While PUHCA inconvenienced these villainous utility companies’ interstate operations, there was one loophole left available to them: their “evil” was left unregulated within the state, allowing holding companies that operated within a single state unregulated under PUHCA.  While the Act was effective, decreasing the number of holding companies from 216 to 18 between 1938 and 1958, creating a “a single vertically-integrated system which served a circumscribed geographic area regulated by either the state or federal government.” It was following the 1935 passage of PUHCA that Texas power companies decided to band together within the state rather than submit to the federal regulation at hand. By only operating within state lines, Texas companies effectively skirted federal regulation and interference, politically maneuvering itself to an energy independence largely made possible through Texas’s energy-rich natural resources.

In the late sixties, the federal government created two main power grids to serve the country: the Eastern Interconnection and the Western Interconnection. Texas opted out of this infrastructure, choosing instead to form its own grid operator, called the Electric Reliability Council of Texas, or ERCOT. The ERCOT grid “remains beyond the jurisdiction of the Federal Energy Regulatory Commission,” the federal entity that regulates the power grid for the rest of the nation. ERCOT took on additional power following the 1999 move to deregulate the energy economy in Texas, an effort to create a completely free market for electricity in the state to benefit both consumers and companies. This independence had most Texans’ ardent approval . . . until the cold front rolled in late February 2021, obstructing the flow of the state’s natural gas and leading to the failure of 356 electric generators state-wide.

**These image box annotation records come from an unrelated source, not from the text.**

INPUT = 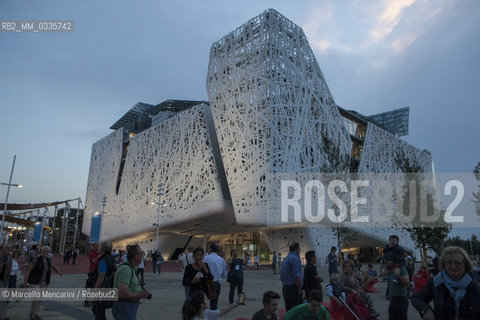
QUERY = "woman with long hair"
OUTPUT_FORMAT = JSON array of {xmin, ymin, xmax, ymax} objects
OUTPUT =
[
  {"xmin": 339, "ymin": 259, "xmax": 379, "ymax": 318},
  {"xmin": 182, "ymin": 247, "xmax": 213, "ymax": 295},
  {"xmin": 327, "ymin": 247, "xmax": 338, "ymax": 276},
  {"xmin": 412, "ymin": 247, "xmax": 480, "ymax": 320}
]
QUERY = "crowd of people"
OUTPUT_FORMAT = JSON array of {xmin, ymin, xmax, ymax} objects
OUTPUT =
[{"xmin": 0, "ymin": 235, "xmax": 480, "ymax": 320}]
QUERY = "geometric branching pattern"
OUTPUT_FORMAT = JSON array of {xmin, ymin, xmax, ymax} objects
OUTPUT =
[
  {"xmin": 358, "ymin": 123, "xmax": 432, "ymax": 173},
  {"xmin": 82, "ymin": 129, "xmax": 123, "ymax": 235},
  {"xmin": 207, "ymin": 9, "xmax": 351, "ymax": 223},
  {"xmin": 86, "ymin": 105, "xmax": 225, "ymax": 239}
]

While other Southern states relied on the national power grid to maintain their electricity, Texas had no one but itself to fall back on, and was quite literally left out in the cold.

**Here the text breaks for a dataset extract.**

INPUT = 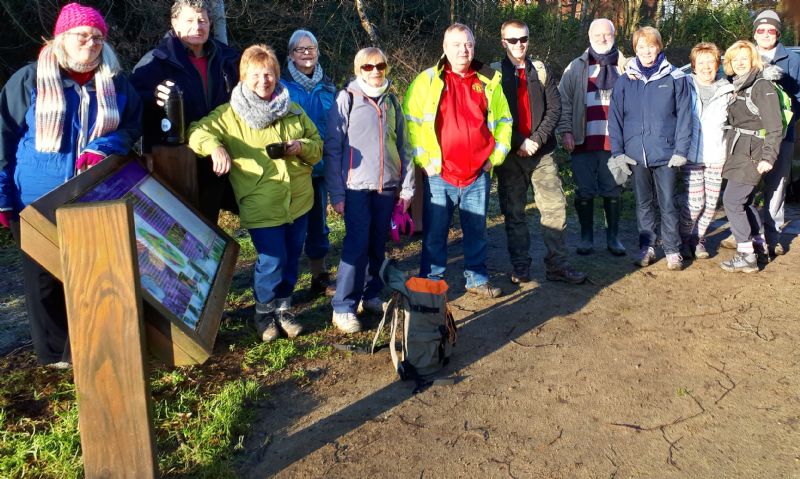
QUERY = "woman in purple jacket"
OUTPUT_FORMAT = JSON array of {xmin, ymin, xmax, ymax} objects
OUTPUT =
[{"xmin": 323, "ymin": 48, "xmax": 414, "ymax": 333}]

While some argue that the independent electrical grid was not to blame for Texas’s misfortunes, insisting that the cold temperatures in the rest of the nation meant there wouldn’t be much energy to spare anyway, it is undeniable that the deep freeze has called attention to many cons of Texas’s pro-deregulation energy market. Though there is what could be considered an “instinctive aversion to federal meddling” in avoiding federal regulation, as well as sensible reasons for a state of Texas’s size and natural resources to remain separate from the other 47 continental United States, the reality remains that many Texans suffered at the hands of its own power grid. As the bills pile up and Texans increase the water bottles they have in their pantry at any given time, one can see how some might favor the security of a more regulated system over the freedom that lead to surge pricing, dry faucets, and dark homes.  However, as with all government regulation, there is a price to pay, and perhaps the Lone Star State prefers to stay “lone” for that very reason. Either way, Texas, now warmer and well-lit, is no doubt grateful to return to our 2021 definition of “normal” and hoping that their lives stop sounding like a verse of a beloved Bill Joel song (no, not Piano Man).